ところが現在、インフルエンザとわかれば、原則的にタミフルを処方すべきという雰囲気づくりがされてきた中で、「異常行動」という極めて奇異な副作用が報告されるようになったとたんに、「我々はタミフルという毒を飲まされている」という全く180度ひっくり返ってしまった報道がされるようになりました。副作用の可能性がある異常行動を強調するあまり、昨今の報道に、「タミフルの効用」に関する説明はほとんどありません。まして、以前報道していたインフルエンザの致死的合併症についての報道もありません。ただただ、「服用すると異常行動を起こす」「異常行動の原因はタミフルである」ということが強調されるだけです。たやすくタミフルを処方する愚を犯してはならないという反省はもちろんありますが、タミフルの効能を無視していることで、「タミフル=毒」というイメージを植えつけつつあることは、非常に疑問を感じているところです。
私の考えはそこにつきます。つまり、タミフルは毒か薬かと聞かれれば、私は「薬」だと答えます。10代のインフルエンザ患者にタミフルの使用が原則禁忌となりましたが、当然「異常行動」という副作用のリスクをとってでも、タミフルを投与すべき症例はあるはずで、私はこの10代というくくりの原則禁忌は、逆に極めて危険な決定であったと感じています。
また、タミフルと異常行動の因果関係については、もちろん今後の研究で「あり」ということになるかもしれませんが、タミフルを内服した大多数の人は異常行動を起こさないということと、インフルエンザそのものでも異常行動を起こすことがありうるということがありますから、因果関係ありという結論を導くためには、相当に大規模で計画性を持った統計処理を行わなければなりません。異常行動の報告がされたから因果関係を認めろといわんばかりの報道が続いていますが、一日二日でそんな結論がでないのは当然です。ましてや、以前の統計では、統計学的な差が認められていないのですから、現在のデータで因果関係があると認める方が無理があります。断っておきますが、私は因果関係がないといっているわけではありません。因果関係があるという結論を出すのは、ちゃんとした統計的処理を待つ必要があるといっているのです。
そういう意味では、当初厚生省から出された「タミフルの服用の有無に関わらず、インフルエンザの場合、発症2日間は患者から目を離さないようにするべき」という注意喚起は極めて的を得た対応だったように思うのですが・・・。
仮に因果関係があったとして、昨今の報道のごとく、「タミフルは毒」という結論とは別問題であることもはっきり言っておかねばなりません。先ほども書いたように、当然、異常行動のリスクをとってでも、投与しなければならない症例はあるはずだからです。

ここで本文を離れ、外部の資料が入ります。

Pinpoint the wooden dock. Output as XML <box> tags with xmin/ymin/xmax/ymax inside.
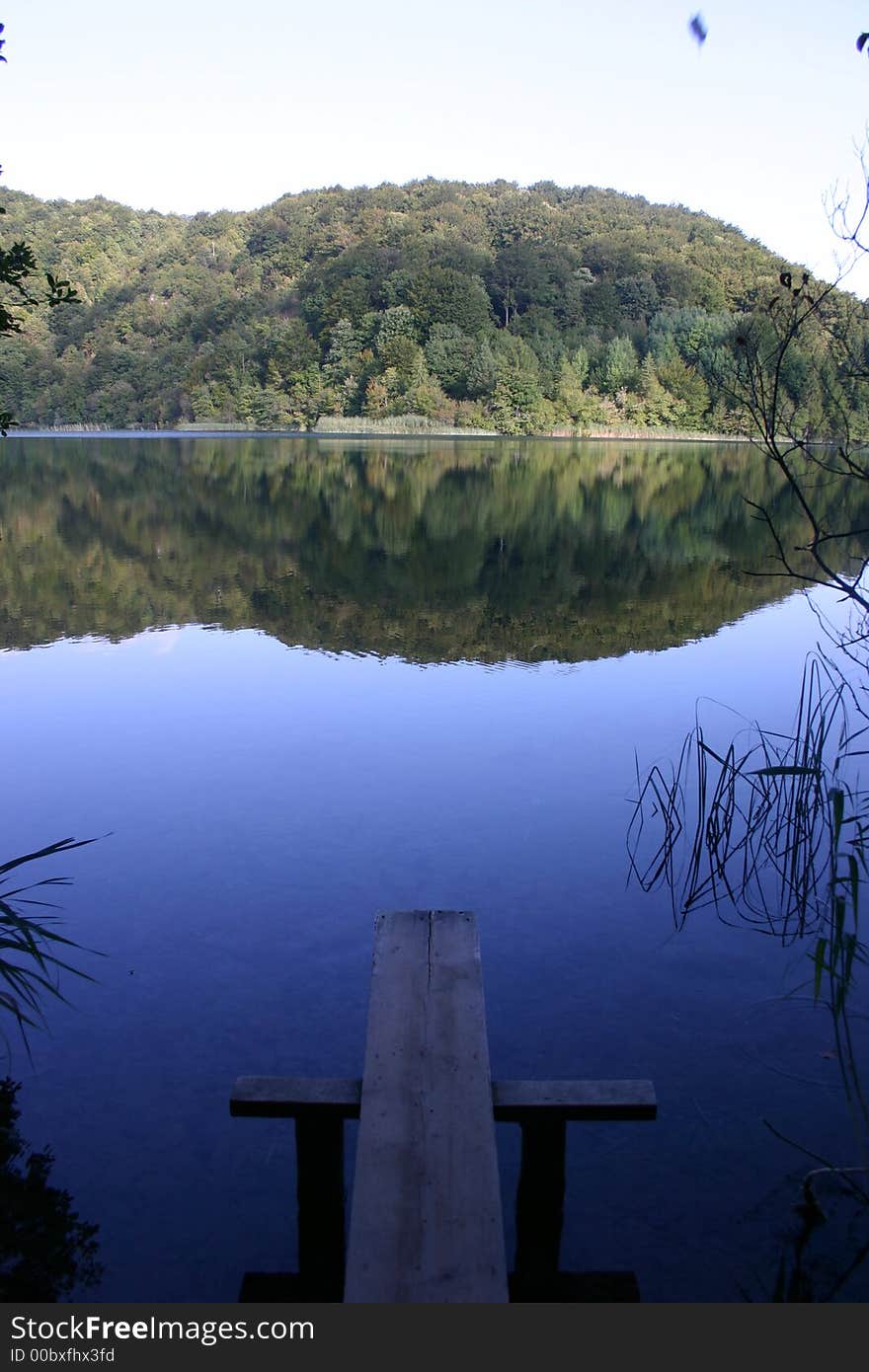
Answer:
<box><xmin>231</xmin><ymin>911</ymin><xmax>657</xmax><ymax>1304</ymax></box>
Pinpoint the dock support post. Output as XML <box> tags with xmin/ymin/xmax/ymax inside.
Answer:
<box><xmin>295</xmin><ymin>1115</ymin><xmax>345</xmax><ymax>1301</ymax></box>
<box><xmin>514</xmin><ymin>1118</ymin><xmax>567</xmax><ymax>1299</ymax></box>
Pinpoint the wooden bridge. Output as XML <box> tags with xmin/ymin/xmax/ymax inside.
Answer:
<box><xmin>229</xmin><ymin>910</ymin><xmax>657</xmax><ymax>1304</ymax></box>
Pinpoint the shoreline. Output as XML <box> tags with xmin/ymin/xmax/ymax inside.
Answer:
<box><xmin>7</xmin><ymin>424</ymin><xmax>753</xmax><ymax>443</ymax></box>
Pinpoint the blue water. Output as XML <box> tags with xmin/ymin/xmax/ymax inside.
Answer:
<box><xmin>0</xmin><ymin>436</ymin><xmax>865</xmax><ymax>1302</ymax></box>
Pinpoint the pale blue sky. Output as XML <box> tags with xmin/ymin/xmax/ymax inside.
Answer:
<box><xmin>0</xmin><ymin>0</ymin><xmax>869</xmax><ymax>295</ymax></box>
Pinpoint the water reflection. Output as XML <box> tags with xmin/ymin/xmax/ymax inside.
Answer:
<box><xmin>0</xmin><ymin>439</ymin><xmax>862</xmax><ymax>662</ymax></box>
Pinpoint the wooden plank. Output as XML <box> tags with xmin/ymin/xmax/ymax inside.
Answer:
<box><xmin>345</xmin><ymin>911</ymin><xmax>508</xmax><ymax>1304</ymax></box>
<box><xmin>229</xmin><ymin>1077</ymin><xmax>658</xmax><ymax>1123</ymax></box>
<box><xmin>492</xmin><ymin>1081</ymin><xmax>658</xmax><ymax>1123</ymax></box>
<box><xmin>229</xmin><ymin>1077</ymin><xmax>362</xmax><ymax>1119</ymax></box>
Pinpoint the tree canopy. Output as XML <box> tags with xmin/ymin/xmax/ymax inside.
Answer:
<box><xmin>0</xmin><ymin>179</ymin><xmax>869</xmax><ymax>436</ymax></box>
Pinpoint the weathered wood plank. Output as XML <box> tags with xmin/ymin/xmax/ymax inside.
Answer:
<box><xmin>229</xmin><ymin>1077</ymin><xmax>658</xmax><ymax>1123</ymax></box>
<box><xmin>229</xmin><ymin>1077</ymin><xmax>362</xmax><ymax>1119</ymax></box>
<box><xmin>345</xmin><ymin>911</ymin><xmax>508</xmax><ymax>1304</ymax></box>
<box><xmin>492</xmin><ymin>1081</ymin><xmax>658</xmax><ymax>1123</ymax></box>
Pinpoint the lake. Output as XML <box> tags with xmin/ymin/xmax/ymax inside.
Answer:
<box><xmin>0</xmin><ymin>436</ymin><xmax>869</xmax><ymax>1302</ymax></box>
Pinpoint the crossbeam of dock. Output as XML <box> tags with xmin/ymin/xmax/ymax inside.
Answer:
<box><xmin>229</xmin><ymin>911</ymin><xmax>658</xmax><ymax>1304</ymax></box>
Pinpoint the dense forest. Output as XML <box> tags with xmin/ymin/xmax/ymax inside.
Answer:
<box><xmin>0</xmin><ymin>180</ymin><xmax>869</xmax><ymax>437</ymax></box>
<box><xmin>0</xmin><ymin>436</ymin><xmax>869</xmax><ymax>662</ymax></box>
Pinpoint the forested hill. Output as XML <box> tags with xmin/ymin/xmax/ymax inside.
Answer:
<box><xmin>0</xmin><ymin>180</ymin><xmax>862</xmax><ymax>435</ymax></box>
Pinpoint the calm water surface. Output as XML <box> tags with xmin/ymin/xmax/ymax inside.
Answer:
<box><xmin>0</xmin><ymin>437</ymin><xmax>866</xmax><ymax>1301</ymax></box>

それこそ、新型の強毒インフルエンザが大流行した場合、皆さんはどうするのでしょうか。タミフルを飲めば治る可能性があっても、低い可能性でおきる異常行動を起こす可能性があるから、座してインフルエンザの餌食になりますか。そんな例はいいすぎかもしれませんが、先に書いた、致死的合併症を引き起こした患者さんの死は無視して、タミフル毒説を流布する現在の報道には、問題を少なからず感じます。
タミフルを服用しなかったがために、不幸な転機をむかえた患者さんの情報が、報道機関によって闇から闇へ葬り去られることの無いよう祈るばかりです。